WASHINGTON, D.C. — U.S. Sen. Sherrod Brown (D-OH) today announced that the year-end appropriations bill includes $295 million for the Children’s Hospitals Graduate Medical Education (CHGME) program, which supports children’s health care by providing freestanding children’s hospitals with federal funding to train pediatricians and pediatric specialists. This marks a $30 million dollar increase from fiscal year 2015.
“Caring for our nation’s children demands specialized pediatric training,” said Brown. “Since its enactment in 1999, the Children’s Hospitals Graduate Medical Education program has helped train pediatricians and other professionals to treat our children. This funding boost will help Ohio’s children’s hospitals that rely on these resources to ensure that all of our children have a healthy start in life.”
“We can’t thank Senator Brown enough for his continued leadership and support of Children’s Hospitals Graduate Medical Education program,” said Deborah Feldman, president and CEO, Dayton Children’s Hospital. “Federal CHGME funds are critical to Dayton Children’s ability to maintain our strong pediatric academic program with Wright State University Boonshoft School of Medicine and the United States Air Force. While we are only 1 percent of all hospitals, independent children’s hospitals, like Dayton Children’s, train nearly 30 percent of all pediatricians, nearly half of all pediatric sub-specialists, and a majority of pediatric researchers in the country. These funds make sure we have the pediatric experts Ohio’s kids need.”
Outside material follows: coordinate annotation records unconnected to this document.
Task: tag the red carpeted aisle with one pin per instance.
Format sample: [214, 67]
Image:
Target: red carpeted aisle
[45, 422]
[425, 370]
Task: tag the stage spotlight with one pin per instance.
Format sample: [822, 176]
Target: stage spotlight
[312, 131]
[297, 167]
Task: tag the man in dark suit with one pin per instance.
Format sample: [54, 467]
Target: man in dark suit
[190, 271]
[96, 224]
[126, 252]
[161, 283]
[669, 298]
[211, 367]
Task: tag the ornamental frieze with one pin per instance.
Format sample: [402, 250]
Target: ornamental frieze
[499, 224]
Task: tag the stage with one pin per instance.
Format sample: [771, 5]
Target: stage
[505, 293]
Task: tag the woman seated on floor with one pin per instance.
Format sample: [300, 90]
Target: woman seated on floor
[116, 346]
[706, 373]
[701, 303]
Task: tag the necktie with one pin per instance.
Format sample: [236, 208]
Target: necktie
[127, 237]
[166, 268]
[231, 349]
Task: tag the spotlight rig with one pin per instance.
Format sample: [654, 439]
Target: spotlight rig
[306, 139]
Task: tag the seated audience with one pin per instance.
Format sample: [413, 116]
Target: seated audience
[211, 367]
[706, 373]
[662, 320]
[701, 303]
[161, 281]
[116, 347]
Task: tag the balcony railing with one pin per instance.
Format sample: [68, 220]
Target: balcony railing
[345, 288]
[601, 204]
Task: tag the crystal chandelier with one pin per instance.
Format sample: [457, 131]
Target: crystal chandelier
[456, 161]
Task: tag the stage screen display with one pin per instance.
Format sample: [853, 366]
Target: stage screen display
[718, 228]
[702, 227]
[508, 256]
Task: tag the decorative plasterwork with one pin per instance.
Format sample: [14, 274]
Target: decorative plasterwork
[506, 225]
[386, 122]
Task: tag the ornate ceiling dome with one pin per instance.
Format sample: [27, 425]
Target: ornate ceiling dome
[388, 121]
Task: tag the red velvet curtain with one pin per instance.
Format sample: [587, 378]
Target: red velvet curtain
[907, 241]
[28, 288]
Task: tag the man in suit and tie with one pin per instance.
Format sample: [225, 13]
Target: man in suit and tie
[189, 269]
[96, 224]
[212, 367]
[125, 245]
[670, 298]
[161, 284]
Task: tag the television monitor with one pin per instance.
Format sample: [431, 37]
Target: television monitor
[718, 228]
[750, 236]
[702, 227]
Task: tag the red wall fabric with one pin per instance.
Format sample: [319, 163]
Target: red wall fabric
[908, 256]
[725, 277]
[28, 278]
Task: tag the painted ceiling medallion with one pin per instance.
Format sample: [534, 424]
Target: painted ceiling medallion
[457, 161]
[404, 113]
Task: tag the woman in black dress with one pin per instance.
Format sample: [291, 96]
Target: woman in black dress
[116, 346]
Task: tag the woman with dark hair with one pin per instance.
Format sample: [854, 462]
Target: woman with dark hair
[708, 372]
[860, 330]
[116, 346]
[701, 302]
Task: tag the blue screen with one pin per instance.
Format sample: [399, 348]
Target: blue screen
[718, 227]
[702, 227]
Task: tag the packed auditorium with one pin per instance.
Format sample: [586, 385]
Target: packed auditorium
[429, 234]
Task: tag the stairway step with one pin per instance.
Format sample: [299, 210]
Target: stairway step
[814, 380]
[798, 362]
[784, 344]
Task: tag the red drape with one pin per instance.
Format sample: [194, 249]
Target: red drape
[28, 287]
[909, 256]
The passage of this legislation provides continued funding for the children’s hospitals in Ohio that continue to depend on CHGME dollars, helping ensure our doctors receive the training necessary to provide our children with the highest quality of care. Brown led the effort to include CHGME funding in this year’s appropriations package.
A five-year reauthorization of the program was signed into law in April 2014. While serving in the U.S. House of Representatives as the Ranking Democrat on a key health subcommittee, Brown authored the Children’s Hospitals Education and Research Act of 1998, which first proposed the CHGME program. In March 2015, Brown led 31 Senators in a letter to the Senate Appropriations Committee seeking continued funding in fiscal year 2016. Ohio is home to seven institutions that have depended upon on CHGME funds.
Brown has worked to expand access to care for children. In January, Brown joined a bipartisan group of six senators to introduce legislation that would help coordinate care and improve health outcomes for children covered by Medicaid with medically complex conditions – a top legislative priority for these families and children’s hospitals across the country. The Advancing Care for Exceptional Kids Act of 2015, or “ACE Kids Act” would improve care coordination, quality measures, and cost containment for children in Medicaid who need specialized care and often need to cross state lines to get it.
Brown also led efforts in the Senate to extend funding for the Children’s Health Insurance Program (CHIP). In February, he introduced the Protecting & Retaining Our Children’s Health Insurance Program (PRO-CHIP) Act. PRO-CHIP would extend funding for CHIP through fiscal year 2019. This bill was the baseline policy for the two-year CHIP extension that passed in April as part of the Medicare Access and CHIP Reauthorization Act of 2015.